Cyanobacteria are the only prokaryotes capable of using sunlight as their energy, water as an electron donor, and air as a source of carbon and, for some nitrogen-fixing strains, nitrogen. Compared to algae and plants, cyanobacteria are much easier to genetically engineer, and many of the standard biological parts available for Synthetic Biology applications in Escherichia coli can also be used in cyanobacteria. However, characterization of such parts in cyanobacteria reveals differences in performance when compared to E. coli, emphasizing the importance of detailed characterization in the cellular context of a biological chassis. Furthermore, cyanobacteria possess special characteristics (e.g., multiple copies of their chromosomes, high content of photosynthetically active proteins in the thylakoids, the presence of exopolysaccharides and extracellular glycolipids, and the existence of a circadian rhythm) that have to be taken into account when genetically engineering them. With this chapter, the synthetic biologist is given an overview of existing biological parts, tools and protocols for the genetic engineering, and molecular analysis of cyanobacteria for Synthetic Biology applications.

A HupS-GFP fusion protein demonstrates a heterocyst-specific localization of the uptake hydrogenase in Nostoc punctiforme.

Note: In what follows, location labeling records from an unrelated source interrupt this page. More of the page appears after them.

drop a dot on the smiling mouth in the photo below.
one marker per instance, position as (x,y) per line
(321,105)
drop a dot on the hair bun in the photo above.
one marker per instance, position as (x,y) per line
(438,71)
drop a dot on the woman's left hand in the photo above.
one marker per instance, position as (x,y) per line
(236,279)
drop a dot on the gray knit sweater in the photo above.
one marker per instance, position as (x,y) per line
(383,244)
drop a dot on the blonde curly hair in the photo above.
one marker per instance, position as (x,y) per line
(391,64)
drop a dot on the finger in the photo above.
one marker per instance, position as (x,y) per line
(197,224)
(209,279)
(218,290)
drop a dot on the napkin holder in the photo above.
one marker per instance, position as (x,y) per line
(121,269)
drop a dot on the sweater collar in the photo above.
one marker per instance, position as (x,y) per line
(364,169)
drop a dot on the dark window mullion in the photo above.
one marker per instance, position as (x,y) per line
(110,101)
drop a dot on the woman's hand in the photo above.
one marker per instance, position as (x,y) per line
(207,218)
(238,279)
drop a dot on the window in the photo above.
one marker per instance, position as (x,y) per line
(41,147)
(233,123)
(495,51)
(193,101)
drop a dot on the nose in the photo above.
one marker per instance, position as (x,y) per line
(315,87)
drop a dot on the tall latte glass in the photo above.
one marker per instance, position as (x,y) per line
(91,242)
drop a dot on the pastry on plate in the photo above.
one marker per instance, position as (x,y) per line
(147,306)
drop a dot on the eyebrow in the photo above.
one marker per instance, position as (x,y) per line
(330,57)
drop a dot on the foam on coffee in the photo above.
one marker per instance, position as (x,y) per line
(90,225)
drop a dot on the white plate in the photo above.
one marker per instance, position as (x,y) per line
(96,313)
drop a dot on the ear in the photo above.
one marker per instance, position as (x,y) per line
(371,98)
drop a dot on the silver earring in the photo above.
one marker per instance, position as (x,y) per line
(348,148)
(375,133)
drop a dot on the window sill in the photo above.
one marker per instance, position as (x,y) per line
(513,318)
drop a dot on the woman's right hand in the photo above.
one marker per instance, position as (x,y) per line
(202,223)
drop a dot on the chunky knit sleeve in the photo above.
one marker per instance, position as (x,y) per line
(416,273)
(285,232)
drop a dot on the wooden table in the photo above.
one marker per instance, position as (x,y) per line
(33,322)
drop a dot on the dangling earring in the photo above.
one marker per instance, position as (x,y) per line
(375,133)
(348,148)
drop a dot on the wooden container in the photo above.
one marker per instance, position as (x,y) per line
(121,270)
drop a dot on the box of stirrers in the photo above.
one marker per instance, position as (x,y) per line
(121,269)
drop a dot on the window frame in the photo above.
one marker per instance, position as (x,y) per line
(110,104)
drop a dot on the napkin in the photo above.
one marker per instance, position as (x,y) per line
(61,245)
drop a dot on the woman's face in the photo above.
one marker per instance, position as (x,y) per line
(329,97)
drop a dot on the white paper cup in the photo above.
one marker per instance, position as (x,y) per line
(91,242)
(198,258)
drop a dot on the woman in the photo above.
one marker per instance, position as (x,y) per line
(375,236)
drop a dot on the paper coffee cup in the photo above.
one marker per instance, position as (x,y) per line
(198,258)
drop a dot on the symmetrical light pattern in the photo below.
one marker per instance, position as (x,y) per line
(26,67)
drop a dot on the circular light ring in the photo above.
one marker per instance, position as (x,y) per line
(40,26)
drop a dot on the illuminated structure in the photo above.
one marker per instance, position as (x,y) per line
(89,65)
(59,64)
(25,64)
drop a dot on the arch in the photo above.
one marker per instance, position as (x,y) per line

All diazotrophic filamentous cyanobacteria contain an uptake hydrogenase that is involved in the reoxidation of H(2) produced during N(2) -fixation. In Nostoc punctiforme ATCC 29133, N(2) -fixation takes place in the microaerobic heterocysts, catalysed by a nitrogenase. Although the function of the uptake hydrogenase may be closely connected to that of nitrogenase, the localization in cyanobacteria has been under debate. Moreover, the subcellular localization is not understood. To investigate the cellular and subcellular localization of the uptake hydrogenase in N. punctiforme, a reporter construct consisting of the green fluorescent protein (GFP) translationally fused to HupS, within the complete hupSL operon, was constructed and transferred into N. punctiforme on a self-replicative vector by electroporation. Expression of the complete HupS-GFP fusion protein was confirmed by Western blotting using GFP antibodies. The N. punctiforme culture expressing HupS-GFP was examined using laser scanning confocal microscopy, and fluorescence was exclusively detected in the heterocysts. Furthermore, the fluorescence in mature heterocysts was localized to several small or fewer large clusters, which indicates a specificity of the subcellular localization of the uptake hydrogenase.

Design and characterization of molecular tools for a Synthetic Biology approach towards developing cyanobacterial biotechnology.

Cyanobacteria are suitable for sustainable, solar-powered biotechnological applications. Synthetic biology connects biology with computational design and an engineering perspective, but requires efficient tools and information about the function of biological parts and systems. To enable the development of cyanobacterial Synthetic Biology, several molecular tools were developed and characterized: (i) a broad-host-range BioBrick shuttle vector, pPMQAK1, was constructed and confirmed to replicate in Escherichia coli and three different cyanobacterial strains. (ii) The fluorescent proteins Cerulean, GFPmut3B and EYFP have been demonstrated to work as reporter proteins in cyanobacteria, in spite of the strong background of photosynthetic pigments. (iii) Several promoters, like P(rnpB) and variants of P(rbcL), and a version of the promoter P(trc) with two operators for enhanced repression, were developed and characterized in Synechocystis sp. strain PCC6803. (iv) It was shown that a system for targeted protein degradation, which is needed to enable dynamic expression studies, is working in Synechocystis sp. strain PCC6803. The pPMQAK1 shuttle vector allows the use of the growing numbers of BioBrick parts in many prokaryotes, and the other tools herein implemented facilitate the development of new parts and systems in cyanobacteria.